Our nation is drowning in debt. Photo credits to Bricks and Mortgages.

Our nation is drowning in debt. Photo credits to Bricks and Mortgages.

Grace Kim, Section Editor

Recently, the Youtube Channel, Cut, uploaded a video that asked 100 people of various ages from the U.S how much and why they were in debt. Of the interviewees, several individuals were in thousands of debt due to college tuitions and medical bills. Although a hundred people doesn’t represent the entire nation, many families are struggling on a daily basis to finance basic necessities. Education and healthcare shouldn’t be a topic of affordability. Parents shouldn’t be weary of seeking medical attention for their child due to the lack of health insurance; and, neither should students be deprived of being able to learn.


Why are College Tuitions so Expensive


In essence, colleges are expensive because they are a service by workers with college degrees. In America, for the most part, individuals with a college degree are expected to be paid more then a staff without a diploma. As a result, as the wages for workers at universities increase, the tuition of students also rises. Specifically for public facilities, ever since the 2008 recession, the government has been putting less emphasis into maintaining higher forms of education (information by the Atlantic). As the federal support decreases, much of the financial burden is placed onto student tuitions. On another note, according to Business Insider, “college is expensive for many reasons, including a surge in demand, an increase in financial aid, a lack of state funding, a need for more faculty members, and ballooning student services.” It is a common fact that more students are attending college then in previous years. For an example, the renowned University of California Los Angeles had a 12.5 percent in applications from in state students.  A larger student body leads to more faculty members and services in which to pay. Consequently, this results in higher tuitions.


Why are Medical Bills so Expensive


In a video by CNBC, the reporter concluded that the rise in medical bills are a result of hospitals going from “philanthropy to corporation.” Due to the introduction of insurance, investors began to realize that money can be made from people’s lives. Hospitals were established out of pocket money rather then necessity.
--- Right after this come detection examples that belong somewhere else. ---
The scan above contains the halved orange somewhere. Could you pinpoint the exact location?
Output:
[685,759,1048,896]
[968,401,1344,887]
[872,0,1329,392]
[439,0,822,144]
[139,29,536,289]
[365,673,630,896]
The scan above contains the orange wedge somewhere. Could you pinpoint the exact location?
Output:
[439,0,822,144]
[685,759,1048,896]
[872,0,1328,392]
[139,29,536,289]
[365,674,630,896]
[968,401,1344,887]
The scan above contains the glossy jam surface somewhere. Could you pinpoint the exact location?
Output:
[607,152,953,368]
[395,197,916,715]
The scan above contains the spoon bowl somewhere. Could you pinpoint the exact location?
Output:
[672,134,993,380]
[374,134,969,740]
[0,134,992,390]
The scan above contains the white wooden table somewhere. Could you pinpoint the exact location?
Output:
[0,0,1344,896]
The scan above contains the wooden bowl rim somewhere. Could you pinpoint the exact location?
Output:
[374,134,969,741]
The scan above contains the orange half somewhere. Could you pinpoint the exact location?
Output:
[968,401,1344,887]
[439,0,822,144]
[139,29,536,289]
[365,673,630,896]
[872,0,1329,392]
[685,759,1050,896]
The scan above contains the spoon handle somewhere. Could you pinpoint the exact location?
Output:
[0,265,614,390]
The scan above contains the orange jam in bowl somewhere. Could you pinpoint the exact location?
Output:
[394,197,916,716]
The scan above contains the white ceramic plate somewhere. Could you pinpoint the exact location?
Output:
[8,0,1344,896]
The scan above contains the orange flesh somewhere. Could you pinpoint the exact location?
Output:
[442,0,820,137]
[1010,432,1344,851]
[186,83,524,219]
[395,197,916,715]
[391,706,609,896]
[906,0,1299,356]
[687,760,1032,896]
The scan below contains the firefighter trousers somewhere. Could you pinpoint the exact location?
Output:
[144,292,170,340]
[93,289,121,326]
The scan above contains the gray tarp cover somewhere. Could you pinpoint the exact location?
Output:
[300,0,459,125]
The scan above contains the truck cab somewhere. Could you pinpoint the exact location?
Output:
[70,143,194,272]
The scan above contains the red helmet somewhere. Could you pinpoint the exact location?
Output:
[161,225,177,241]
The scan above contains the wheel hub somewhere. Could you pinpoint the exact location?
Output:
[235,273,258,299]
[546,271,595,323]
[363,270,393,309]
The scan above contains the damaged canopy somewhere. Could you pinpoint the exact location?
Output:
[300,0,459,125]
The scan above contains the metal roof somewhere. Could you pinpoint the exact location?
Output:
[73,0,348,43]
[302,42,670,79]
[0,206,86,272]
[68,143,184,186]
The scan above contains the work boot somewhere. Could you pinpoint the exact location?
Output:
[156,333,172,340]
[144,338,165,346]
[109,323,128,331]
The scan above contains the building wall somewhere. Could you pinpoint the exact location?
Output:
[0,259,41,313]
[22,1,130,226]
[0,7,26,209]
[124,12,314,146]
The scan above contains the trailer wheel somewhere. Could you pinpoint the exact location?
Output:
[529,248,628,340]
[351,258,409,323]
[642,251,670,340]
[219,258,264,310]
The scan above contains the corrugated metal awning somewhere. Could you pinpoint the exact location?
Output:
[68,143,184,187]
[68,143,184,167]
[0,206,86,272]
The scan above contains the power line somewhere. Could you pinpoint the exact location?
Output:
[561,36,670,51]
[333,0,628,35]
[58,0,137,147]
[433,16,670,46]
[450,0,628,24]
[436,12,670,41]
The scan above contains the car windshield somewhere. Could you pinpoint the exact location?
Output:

Yes, doctors need to be paid, research must be done, and machinery must be maintained, yet many don’t realize that a large portion of medical bills don’t go into improving hospitals. Surprisingly, supplies such as prescription pills are sold by one or a few companies. With that in mind, these companies have complete control over prices. In that sense, these monopolies are able to demand a higher cost for each medicine.

Our nation is heading down a path that values money over life. Education and Healthcare shouldn’t be a business, but a service available to everyone. Mabel Ra (12) argues that “education and healthcare are essential to human beings, but the fact that the prices continue to rise deters people from receiving the services they need.” Thus, despite the need for change, are people expected to just watch the rising prices of healthcare and college tuitions?